If there is not a multidisciplinary care team available where you are, consider talking to your doctors and nurses about how likely it is that you will eventually need a surgery of one kind or another. Ask if there are surgeons who they typically send their patients to and when they do refer them out for surgery. Also, find out if you can meet and consult with some of these surgeons when you don’t need surgery so that you can have someone in place if surgery is ever needed in the future.

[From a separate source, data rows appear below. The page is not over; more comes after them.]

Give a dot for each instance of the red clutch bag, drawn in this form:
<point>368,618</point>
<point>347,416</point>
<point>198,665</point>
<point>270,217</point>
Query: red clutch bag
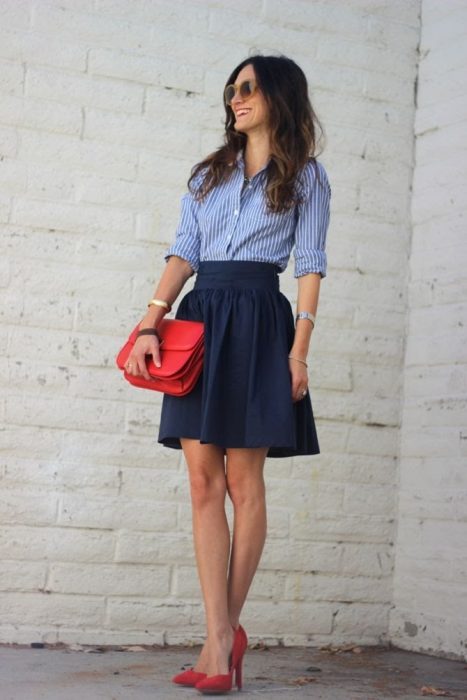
<point>182,351</point>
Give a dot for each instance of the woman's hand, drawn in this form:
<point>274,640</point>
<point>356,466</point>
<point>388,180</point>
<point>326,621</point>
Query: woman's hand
<point>299,379</point>
<point>136,363</point>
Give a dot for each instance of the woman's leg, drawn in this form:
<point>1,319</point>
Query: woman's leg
<point>245,484</point>
<point>211,536</point>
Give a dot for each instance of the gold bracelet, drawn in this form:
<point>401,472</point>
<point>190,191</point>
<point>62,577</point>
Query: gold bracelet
<point>161,303</point>
<point>297,360</point>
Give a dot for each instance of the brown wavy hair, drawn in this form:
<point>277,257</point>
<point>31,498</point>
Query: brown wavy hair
<point>293,124</point>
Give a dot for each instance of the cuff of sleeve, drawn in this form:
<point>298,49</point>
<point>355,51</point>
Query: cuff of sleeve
<point>313,261</point>
<point>192,261</point>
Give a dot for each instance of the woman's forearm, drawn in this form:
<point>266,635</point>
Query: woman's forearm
<point>308,295</point>
<point>176,273</point>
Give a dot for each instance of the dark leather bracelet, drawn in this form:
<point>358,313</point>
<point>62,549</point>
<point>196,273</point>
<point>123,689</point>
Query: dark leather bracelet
<point>149,331</point>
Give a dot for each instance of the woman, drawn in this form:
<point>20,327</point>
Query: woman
<point>258,196</point>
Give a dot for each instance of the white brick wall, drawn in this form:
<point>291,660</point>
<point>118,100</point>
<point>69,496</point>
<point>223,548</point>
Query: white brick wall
<point>430,581</point>
<point>104,107</point>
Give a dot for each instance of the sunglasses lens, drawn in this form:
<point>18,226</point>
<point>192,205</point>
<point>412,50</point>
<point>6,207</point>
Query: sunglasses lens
<point>229,93</point>
<point>246,89</point>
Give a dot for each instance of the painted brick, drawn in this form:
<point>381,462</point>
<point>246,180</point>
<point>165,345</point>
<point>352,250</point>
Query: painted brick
<point>105,108</point>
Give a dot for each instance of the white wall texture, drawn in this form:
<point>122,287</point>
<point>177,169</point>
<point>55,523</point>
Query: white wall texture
<point>104,107</point>
<point>430,591</point>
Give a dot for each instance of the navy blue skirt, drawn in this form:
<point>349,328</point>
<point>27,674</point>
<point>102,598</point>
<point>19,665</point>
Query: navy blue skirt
<point>243,396</point>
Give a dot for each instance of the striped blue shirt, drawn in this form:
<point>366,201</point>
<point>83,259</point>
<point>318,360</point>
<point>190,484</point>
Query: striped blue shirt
<point>233,223</point>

Except in cases of life-threatening emergencies, the choice of when to be referred for surgery is individual and can be made in consultation with your health care team. When symptoms are not well-controlled with medicine or are only partially controlled, you may decide that surgery is worth it for you. This can be an ongoing conversation with your team and is ultimately about what levels of pain and discomfort you are willing to tolerate and what quality of life means to you personally.
Relying on Experience
When choosing your health care team members — multidisciplinary or not — it is best to find people who have experience treating Crohn’s disease. This is especially true for surgeons. Whenever possible, choose a surgeon who has performed the surgery you are going to have multiple times. You should be able to get an answer easily to the question of how many times a surgeon has done the procedure each year to get a sense of their experience (more is better).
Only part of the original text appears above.